Gracias a esta red, los EBRO pueden vigilar la trayectoria, los carriles adyacentes, los vehículos que se aproximan por delante o por detrás, los ángulos muertos y cualquier obstáculo que pueda aparecer durante una maniobra. La advertencia de colisión frontal y trasera trabaja junto al frenado automático de emergencia, capaz de intervenir cuando detecta un riesgo real. El vehículo no solo observa: interpreta y actúa.
Todo tipo de ayudas a la conducción que juegan un papel clave en el día a día

La asistencia en la trayectoria también juega un papel clave. La alerta de salida involuntaria de carril, el sistema de prevención de abandono y el asistente de emergencia colaboran para mantener el vehículo dentro de su línea. A ellos se suman la detección de ángulo muerto y el asistente de cambio de carril, especialmente útiles en situaciones de tráfico denso o en carreteras donde la visibilidad lateral es limitada.
Durante las maniobras marcha atrás, la alerta de tráfico cruzado trasero se convierte en un aliado imprescindible. Detecta vehículos que se aproximan lateralmente y puede activar la frenada si la situación lo requiere. Incluso la apertura de puertas está vigilada: un sistema advierte a los ocupantes si se aproxima tráfico antes de abandonar el automóvil.
Plataformas T1X y T2X para dar vida a sus eficientes SUV
En carretera, el control de crucero adaptativo, el asistente para atascos y la regulación de velocidad en curva reducen la carga de trabajo del conductor. El reconocimiento de límites de velocidad mantiene la información actualizada y el control inteligente de luces de carretera ajusta la iluminación para mejorar la visibilidad nocturna sin molestar a otros usuarios.

La protección también se extiende al interior. La cámara infrarroja supervisa el estado del conductor, mientras que la detección de presencia infantil garantiza que el vehículo sabe quién viaja en cada plaza. Tras un impacto, el sistema de frenado multicolisión puede intervenir para evitar colisiones secundarias.

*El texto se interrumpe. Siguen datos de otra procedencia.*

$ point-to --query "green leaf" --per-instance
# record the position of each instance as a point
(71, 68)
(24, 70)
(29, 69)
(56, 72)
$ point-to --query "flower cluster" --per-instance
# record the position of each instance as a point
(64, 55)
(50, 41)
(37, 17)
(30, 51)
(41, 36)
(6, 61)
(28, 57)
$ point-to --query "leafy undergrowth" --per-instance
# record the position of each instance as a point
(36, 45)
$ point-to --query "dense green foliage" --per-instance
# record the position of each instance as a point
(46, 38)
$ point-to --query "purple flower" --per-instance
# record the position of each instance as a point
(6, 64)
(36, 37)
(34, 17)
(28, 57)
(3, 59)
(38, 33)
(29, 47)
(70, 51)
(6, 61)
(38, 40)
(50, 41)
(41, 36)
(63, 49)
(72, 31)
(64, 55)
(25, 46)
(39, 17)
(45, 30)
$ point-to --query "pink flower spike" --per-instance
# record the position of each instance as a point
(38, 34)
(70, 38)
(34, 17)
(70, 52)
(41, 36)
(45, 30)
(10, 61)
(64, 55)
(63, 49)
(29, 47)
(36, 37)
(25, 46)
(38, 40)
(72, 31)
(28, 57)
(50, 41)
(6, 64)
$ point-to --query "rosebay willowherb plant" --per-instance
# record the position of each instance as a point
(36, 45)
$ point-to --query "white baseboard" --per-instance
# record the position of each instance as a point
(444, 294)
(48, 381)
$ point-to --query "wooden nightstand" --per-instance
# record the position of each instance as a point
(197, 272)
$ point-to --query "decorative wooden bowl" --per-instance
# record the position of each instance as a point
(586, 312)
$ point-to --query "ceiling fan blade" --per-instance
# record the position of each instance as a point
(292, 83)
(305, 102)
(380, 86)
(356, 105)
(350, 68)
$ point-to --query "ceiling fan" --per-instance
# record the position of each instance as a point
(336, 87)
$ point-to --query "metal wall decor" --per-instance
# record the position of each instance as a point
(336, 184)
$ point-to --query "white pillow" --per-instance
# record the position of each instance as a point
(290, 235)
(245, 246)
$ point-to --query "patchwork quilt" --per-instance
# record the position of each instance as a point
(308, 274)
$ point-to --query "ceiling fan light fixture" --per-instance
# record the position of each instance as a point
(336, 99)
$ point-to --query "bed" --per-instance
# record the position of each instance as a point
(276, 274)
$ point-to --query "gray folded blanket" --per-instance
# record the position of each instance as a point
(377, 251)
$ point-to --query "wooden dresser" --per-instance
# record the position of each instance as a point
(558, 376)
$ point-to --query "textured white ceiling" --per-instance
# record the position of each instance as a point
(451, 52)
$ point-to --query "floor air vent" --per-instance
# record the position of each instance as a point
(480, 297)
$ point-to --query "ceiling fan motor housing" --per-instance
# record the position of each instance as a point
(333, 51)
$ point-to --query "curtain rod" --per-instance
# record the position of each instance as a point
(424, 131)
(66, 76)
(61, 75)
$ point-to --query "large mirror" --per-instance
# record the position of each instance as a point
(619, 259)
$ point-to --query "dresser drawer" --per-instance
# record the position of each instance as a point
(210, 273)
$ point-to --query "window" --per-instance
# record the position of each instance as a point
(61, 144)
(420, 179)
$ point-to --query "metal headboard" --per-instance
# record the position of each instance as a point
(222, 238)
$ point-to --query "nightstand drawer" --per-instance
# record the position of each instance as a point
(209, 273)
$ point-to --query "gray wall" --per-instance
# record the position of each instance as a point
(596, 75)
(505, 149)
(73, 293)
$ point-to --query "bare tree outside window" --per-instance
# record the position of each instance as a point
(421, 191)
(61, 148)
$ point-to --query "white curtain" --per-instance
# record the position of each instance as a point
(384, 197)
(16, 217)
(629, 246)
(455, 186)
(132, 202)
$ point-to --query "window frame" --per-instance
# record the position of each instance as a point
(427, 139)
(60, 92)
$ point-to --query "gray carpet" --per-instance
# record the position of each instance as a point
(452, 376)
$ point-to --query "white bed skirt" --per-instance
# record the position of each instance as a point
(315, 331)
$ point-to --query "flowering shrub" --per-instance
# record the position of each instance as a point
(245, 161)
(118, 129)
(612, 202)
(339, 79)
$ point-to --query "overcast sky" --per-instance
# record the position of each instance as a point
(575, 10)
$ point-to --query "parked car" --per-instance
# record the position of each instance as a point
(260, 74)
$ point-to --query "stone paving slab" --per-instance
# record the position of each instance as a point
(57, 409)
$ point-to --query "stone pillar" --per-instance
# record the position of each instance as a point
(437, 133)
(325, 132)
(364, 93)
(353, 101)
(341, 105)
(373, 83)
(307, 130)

La seguridad pasiva completa el enfoque de los modelos del fabricante español. Dependiendo del modelo, la gama EBRO ofrece entre siete y diez airbags, con configuraciones específicas para cada variante. La plataforma T2X utiliza una carrocería con un 85% de aceros de alta resistencia; la T1X combina aceros de alta y ultra alta resistencia con zonas de deformación programada y una jaula de seguridad diseñada para trabajar en conjunto con los airbags.
Cinco claves del enfoque de seguridad EBRO
– Arquitectura ADAS con hasta 26 asistentes.
– Percepción avanzada mediante radares, cámaras y sensores.
– Intervención inteligente en frenada y trayectoria.
– Protección interior con monitorización y airbags.
– Estructuras de alta resistencia en plataformas T1X y T2X.